For this assignment you will do some graphics programming using a simple graphics library included with DrScheme, the "viewport graphics library". The documentation for this library is contained in the manual "PLT Miscellaneous Libraries: Reference Manual", which is part of DrScheme's built in documentation. The fastest way to get to this online documentation is to start DrScheme, go to the Help menu and click on the first menu item, "Help Desk", and then use the Help Desk's search box to search for the string "viewport graphics". You can also read this documentation over the Internet at the following URL:

This assignment has three problems. The first two problems have you draw "recursive," fractal images and for the third problem you will draw an iterative, "bitmapped" image.

1.) Write a Scheme program that draws a "Sierpinski triangle". This is a fairly simple fractal image. It is defined by taking a triangle, dividing the triangle into four sub-triangles (by bisecting each of the three sides of the original triangle) and then recursing on three of the four sub-triangles (the three which have a vertex in common with the original triangle). Click repeatedly on either of the triangles below to watch how a Sierpinski triangle is built up (these are drawn by a Java applet).

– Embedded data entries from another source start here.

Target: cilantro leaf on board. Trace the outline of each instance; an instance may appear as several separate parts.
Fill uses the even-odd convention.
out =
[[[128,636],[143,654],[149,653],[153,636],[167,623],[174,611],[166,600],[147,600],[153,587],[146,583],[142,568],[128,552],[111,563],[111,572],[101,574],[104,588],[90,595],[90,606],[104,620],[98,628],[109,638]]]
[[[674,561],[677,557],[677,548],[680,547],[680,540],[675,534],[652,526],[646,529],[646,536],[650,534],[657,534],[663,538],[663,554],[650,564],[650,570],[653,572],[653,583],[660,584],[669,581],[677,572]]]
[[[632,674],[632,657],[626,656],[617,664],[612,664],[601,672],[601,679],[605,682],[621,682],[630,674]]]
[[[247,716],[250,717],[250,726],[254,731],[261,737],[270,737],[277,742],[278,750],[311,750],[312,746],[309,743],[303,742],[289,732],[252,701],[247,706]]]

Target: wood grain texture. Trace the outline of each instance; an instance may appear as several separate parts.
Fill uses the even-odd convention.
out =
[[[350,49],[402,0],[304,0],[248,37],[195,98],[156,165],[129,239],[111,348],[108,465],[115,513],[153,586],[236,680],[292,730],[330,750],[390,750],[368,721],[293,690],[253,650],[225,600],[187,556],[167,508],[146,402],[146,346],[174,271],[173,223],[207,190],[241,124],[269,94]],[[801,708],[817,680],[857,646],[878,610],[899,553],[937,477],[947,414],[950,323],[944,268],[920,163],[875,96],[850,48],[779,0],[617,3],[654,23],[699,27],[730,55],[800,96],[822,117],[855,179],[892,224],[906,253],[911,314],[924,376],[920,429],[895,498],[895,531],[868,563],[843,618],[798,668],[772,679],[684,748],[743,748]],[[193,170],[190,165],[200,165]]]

2.) Write a Scheme program that draws a "C-curve". A C-curve is a slightly more complicated fractal than a Sierpinki triangle. A C-curve is defined by starting with a line segment, and then replacing the line segment with two line segments in such a way that the two new line segments, along with the original line segment, make up an isosceles right triangle with the original line segment as the hypotenuse and the two new line segments as the legs. After the original line segment is replaced by the two new line segments, we recurse on each of the two new line segments. Click repeatedly on the line segment below to see how a C-curve is built up. After each click, the green segments are the segments that were replaced to get the next stage of the development of the C-curve.

3.) In this problem you will draw an image that is defined pixel by pixel in an iterative manner. The image will be drawn in a 400 by 400 pixel graphics window. Your program will set every pixel in the graphics window to either black or white. Here is an algorithm for deciding the color of any given pixel. First, choose a square region in the mathematical xy-plane. This square region is determined by choosing three numbers, the x and y coordinates of the upper left hand corner of the square region and the dimension of the sides of the square. Denote these three numbers by x-corner, y-corner, and square-length. We will think of each point in the (square) graphics window as representing a point from the chosen square region in the mathematical xy-plane. Given a point in the graphics window with pixel coordinates i and j, we associate that point with a point in the plane region with coordinates x and y. (We will distinguish coordinates in the mathematical plane from coordinates in the graphics window. We call coordinates in the mathematical plane "world coordinates" and we call coordinates in the graphics window "pixel coordinates".) The mapping from pixel coordinates to world coordinates is defined to maintain the relative position of the coordinates within their respective square. So, for example, if x-corner is -100, y-corner is 100, and square-length is 200, then the pixel coordinates i=100 and j=200 (which represent a point in the graphics window one quarter of the way across and half way down from the upper left hand corner) would translate to the world coordinates x=-50 and y=0. To determine how the pixel with pixel coordinates i and j should be colored, first find the world coordinates x and y associated to the pixel coordinates i and j, then compute the value of the expression x^2+y^2 (call this value r), then find the integer part of r. If the integer part of r is even, color the pixel black, otherwise color the pixel white.

The images drawn by this algorithm depend on the choices of the three parameters x-corner, y-corner, and square-length. So that you can get an idea of what kinds of images you will be producing, here is a Java applet that implements this algorithm. Try changing the values of the parameters and then clicking on the "Redraw" button. For example, try the values, -83, 83, 166, or the values -1000, 1000, and 2002 (the variety of images is really amazing). The idea for this algorithm comes from the September, 1986, issue of Scientific American.

4.) To help you get started with graphics programming in Scheme using the viewport graphics library, here is a Scheme program, koch-curve.scm, that draws a fractal called a Koch Curve. A Koch Curve is defined by starting with a line segment, dividing the line segment into three equal length pieces, and then replacing the middle piece with two line segments in such a way that the two new line segments, along with the replaced piece, make up an equilateral triangle. After the middle piece is replaced by the two new line segments, we recurse on each of the four remaining line segments. Click repeatedly on the line segment below to see how a Koch Curve is built up.